COVID-19 Booster Shots: Info & Registration
Updated: Dec 10, 2021
Booster shots of COVID-19 vaccines are approved for all adults age 18 and older. Boosters are also available for children ages 16 - 17 (Pfizer only). The approval is based on CDC recommendation and the Food and Drug Administration’s (FDA) authorization and are important steps forward as we work to stay ahead of the virus and keep Americans safe. Everyone who qualifies for a booster is strongly encouraged to get one as soon as possible in order to receive additional protection.
For individuals who received a Moderna COVID-19 vaccine, anyone age 18 and older is eligible for a booster shot at 6 months or more after their initial series.
For individuals who received Pfizer COVID-19 vaccine, anyone age 16 and older is eligible for a booster shot at 6 months or more after their initial series.

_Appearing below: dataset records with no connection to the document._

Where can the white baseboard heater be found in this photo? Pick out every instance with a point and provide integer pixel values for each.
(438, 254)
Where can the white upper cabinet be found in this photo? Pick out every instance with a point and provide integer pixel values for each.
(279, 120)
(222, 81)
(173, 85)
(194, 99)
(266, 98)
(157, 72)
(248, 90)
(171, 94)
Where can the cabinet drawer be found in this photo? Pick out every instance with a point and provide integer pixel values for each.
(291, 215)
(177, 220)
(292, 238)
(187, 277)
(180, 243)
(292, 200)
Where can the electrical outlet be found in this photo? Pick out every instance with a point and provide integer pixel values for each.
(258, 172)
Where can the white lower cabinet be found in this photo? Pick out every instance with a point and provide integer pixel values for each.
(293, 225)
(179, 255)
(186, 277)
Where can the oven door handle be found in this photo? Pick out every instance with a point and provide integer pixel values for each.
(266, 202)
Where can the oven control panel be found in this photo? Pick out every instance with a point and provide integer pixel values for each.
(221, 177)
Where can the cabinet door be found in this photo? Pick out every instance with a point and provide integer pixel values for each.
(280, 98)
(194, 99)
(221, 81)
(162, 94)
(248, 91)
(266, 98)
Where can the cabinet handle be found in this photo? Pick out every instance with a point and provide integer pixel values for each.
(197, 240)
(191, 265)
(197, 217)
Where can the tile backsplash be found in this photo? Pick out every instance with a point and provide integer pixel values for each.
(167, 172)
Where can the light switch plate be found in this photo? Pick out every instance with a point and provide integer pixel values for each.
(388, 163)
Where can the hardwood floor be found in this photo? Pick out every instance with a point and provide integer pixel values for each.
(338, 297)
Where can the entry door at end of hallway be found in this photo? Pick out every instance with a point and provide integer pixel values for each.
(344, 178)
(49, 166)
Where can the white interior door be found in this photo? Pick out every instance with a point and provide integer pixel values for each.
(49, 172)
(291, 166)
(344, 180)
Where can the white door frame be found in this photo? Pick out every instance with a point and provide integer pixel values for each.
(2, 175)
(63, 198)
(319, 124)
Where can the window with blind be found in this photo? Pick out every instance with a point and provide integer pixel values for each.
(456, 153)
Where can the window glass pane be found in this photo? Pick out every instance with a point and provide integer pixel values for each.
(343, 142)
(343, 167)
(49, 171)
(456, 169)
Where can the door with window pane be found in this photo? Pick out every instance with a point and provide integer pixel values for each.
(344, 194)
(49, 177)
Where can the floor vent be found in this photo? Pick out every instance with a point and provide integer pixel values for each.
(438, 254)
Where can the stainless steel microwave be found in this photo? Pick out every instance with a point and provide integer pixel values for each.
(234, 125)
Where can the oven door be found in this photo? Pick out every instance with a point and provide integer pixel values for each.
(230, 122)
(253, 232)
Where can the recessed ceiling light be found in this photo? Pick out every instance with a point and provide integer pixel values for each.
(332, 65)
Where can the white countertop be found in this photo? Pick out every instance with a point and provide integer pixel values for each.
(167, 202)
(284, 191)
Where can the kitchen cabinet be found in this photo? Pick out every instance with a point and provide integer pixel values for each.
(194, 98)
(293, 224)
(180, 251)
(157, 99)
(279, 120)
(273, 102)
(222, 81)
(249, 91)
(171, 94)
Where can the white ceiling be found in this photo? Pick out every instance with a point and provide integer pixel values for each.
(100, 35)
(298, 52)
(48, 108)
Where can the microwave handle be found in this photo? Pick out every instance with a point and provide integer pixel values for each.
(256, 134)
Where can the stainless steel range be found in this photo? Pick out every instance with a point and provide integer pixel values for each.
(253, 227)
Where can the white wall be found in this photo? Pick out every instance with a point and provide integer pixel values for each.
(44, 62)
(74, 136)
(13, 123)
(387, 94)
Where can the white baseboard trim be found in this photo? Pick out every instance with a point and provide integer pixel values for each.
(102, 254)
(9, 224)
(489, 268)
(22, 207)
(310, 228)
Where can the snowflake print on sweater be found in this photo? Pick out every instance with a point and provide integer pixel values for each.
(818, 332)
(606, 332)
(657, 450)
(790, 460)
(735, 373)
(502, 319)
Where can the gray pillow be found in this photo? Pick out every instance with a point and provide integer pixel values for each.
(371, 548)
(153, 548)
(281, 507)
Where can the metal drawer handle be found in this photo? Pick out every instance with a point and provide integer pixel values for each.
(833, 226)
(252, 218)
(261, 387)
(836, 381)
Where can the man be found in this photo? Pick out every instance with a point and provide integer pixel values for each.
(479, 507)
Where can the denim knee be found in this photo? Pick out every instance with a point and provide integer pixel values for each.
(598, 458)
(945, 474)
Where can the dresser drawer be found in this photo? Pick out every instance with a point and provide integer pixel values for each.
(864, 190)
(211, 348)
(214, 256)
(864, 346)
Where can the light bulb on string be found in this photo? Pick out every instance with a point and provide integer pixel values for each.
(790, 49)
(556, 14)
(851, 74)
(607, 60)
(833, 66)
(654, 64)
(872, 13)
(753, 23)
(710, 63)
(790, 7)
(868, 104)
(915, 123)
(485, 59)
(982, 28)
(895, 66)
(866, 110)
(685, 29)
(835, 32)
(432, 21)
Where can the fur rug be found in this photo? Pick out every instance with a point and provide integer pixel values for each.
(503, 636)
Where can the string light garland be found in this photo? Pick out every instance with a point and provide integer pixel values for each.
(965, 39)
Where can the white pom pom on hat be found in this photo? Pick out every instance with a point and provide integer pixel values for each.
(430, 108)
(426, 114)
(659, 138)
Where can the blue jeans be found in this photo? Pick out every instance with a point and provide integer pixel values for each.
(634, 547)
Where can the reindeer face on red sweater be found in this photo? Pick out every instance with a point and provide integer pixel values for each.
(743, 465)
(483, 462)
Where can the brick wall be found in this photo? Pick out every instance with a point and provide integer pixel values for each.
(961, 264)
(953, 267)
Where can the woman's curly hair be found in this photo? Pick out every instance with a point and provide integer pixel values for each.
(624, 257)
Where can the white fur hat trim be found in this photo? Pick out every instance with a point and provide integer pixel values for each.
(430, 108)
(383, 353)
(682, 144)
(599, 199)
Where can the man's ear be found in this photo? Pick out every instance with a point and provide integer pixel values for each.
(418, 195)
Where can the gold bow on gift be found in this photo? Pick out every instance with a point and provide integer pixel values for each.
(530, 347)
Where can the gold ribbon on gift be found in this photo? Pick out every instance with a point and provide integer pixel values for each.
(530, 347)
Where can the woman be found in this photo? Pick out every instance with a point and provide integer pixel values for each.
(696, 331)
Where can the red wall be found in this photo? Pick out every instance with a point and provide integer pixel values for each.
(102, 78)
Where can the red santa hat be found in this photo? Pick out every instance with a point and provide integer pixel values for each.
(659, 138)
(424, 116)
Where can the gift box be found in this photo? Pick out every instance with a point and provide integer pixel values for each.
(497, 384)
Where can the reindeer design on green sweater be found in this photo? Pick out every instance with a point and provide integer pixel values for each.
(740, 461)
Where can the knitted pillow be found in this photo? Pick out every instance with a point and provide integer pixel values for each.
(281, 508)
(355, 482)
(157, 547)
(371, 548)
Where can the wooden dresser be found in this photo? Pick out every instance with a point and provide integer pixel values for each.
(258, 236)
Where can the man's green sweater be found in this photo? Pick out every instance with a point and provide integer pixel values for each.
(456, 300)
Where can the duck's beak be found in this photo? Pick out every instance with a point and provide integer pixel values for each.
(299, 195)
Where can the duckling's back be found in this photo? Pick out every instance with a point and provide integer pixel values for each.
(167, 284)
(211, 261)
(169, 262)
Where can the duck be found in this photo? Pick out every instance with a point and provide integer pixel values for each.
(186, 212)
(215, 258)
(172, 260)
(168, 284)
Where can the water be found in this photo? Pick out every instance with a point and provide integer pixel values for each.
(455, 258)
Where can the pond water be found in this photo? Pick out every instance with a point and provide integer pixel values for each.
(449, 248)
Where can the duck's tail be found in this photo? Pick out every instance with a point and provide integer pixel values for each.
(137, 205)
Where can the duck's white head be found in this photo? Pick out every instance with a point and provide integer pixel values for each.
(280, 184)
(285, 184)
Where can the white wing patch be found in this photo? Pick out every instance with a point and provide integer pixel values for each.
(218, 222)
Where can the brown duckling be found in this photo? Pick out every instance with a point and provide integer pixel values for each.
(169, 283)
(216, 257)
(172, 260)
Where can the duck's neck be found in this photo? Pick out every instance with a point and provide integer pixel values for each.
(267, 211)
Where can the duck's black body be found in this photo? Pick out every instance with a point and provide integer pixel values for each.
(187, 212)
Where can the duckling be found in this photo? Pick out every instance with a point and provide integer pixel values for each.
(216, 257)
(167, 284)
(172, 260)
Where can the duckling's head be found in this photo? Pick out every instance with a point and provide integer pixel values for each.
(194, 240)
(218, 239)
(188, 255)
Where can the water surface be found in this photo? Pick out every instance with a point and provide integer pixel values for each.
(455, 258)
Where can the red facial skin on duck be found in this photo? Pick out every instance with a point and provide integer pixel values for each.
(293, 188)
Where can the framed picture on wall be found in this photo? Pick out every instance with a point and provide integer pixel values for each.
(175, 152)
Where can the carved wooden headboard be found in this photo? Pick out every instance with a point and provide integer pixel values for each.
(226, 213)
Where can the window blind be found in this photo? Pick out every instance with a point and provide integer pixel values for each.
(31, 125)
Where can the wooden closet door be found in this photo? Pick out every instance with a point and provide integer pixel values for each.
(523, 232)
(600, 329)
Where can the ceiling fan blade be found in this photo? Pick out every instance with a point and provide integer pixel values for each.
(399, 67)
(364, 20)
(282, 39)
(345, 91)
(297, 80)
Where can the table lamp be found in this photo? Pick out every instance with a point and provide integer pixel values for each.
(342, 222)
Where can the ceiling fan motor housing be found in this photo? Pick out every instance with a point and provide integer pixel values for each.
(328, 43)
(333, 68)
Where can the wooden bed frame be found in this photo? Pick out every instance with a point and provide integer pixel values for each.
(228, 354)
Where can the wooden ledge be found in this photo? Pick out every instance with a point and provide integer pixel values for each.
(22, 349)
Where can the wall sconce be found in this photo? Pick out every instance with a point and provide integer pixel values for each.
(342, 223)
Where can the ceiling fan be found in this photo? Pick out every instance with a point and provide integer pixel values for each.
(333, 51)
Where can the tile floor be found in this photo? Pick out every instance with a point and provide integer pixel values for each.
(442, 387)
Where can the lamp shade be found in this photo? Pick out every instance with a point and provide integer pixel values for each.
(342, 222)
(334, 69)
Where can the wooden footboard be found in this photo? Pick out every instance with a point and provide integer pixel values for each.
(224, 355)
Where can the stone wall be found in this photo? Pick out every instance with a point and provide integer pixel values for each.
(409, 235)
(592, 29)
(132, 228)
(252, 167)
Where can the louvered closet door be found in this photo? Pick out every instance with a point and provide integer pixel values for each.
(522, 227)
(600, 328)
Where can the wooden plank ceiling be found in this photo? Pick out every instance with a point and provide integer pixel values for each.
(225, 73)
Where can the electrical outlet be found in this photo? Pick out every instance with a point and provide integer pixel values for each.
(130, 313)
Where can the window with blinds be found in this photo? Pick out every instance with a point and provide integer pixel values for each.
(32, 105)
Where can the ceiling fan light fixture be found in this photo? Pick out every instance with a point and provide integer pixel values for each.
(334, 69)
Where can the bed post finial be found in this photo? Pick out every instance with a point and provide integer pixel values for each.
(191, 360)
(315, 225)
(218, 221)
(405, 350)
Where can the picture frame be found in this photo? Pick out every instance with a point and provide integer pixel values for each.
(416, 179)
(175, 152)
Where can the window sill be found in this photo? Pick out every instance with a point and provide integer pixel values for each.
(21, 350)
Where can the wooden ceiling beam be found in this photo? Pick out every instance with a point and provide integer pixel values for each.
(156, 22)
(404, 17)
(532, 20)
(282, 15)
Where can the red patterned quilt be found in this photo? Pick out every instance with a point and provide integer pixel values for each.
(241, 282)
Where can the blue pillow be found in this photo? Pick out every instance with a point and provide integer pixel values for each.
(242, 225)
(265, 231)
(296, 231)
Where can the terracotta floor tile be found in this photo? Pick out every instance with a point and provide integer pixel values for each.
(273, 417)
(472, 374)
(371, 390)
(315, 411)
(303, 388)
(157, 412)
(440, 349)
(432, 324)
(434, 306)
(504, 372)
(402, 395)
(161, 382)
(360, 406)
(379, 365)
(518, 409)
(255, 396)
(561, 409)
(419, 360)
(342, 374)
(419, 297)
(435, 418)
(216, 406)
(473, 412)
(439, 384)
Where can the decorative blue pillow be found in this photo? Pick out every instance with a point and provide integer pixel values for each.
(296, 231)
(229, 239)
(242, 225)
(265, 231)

For people who got the Johnson & Johnson COVID-19 vaccine, booster shots are also recommended for those who are 18 and older and who were vaccinated two or more months ago.
You can access all upcoming booster clinics on the Vaccination page of our website. If you have questions about booster shots, please contact our call center at (410) 479-5880.
There are now booster recommendations for all three available COVID-19 vaccines in the United States. Eligible individuals may choose which vaccine they receive as a booster dose. Some people may have a preference for the vaccine type that they originally received and others may prefer to get a different booster. CDC’s recommendations now allow for this type of mix and match dosing for booster shots. The exception to this is children ages 16 - 17, who may only receive a Pfizer booster.
Available data right now show that all three of the COVID-19 vaccines approved or authorized in the United States continue to be highly effective in reducing risk of severe disease, hospitalization, and death, even against the widely circulating Delta variant. Vaccination remains the best way to protect yourself and reduce the spread of the virus and help prevent new variants from emerging.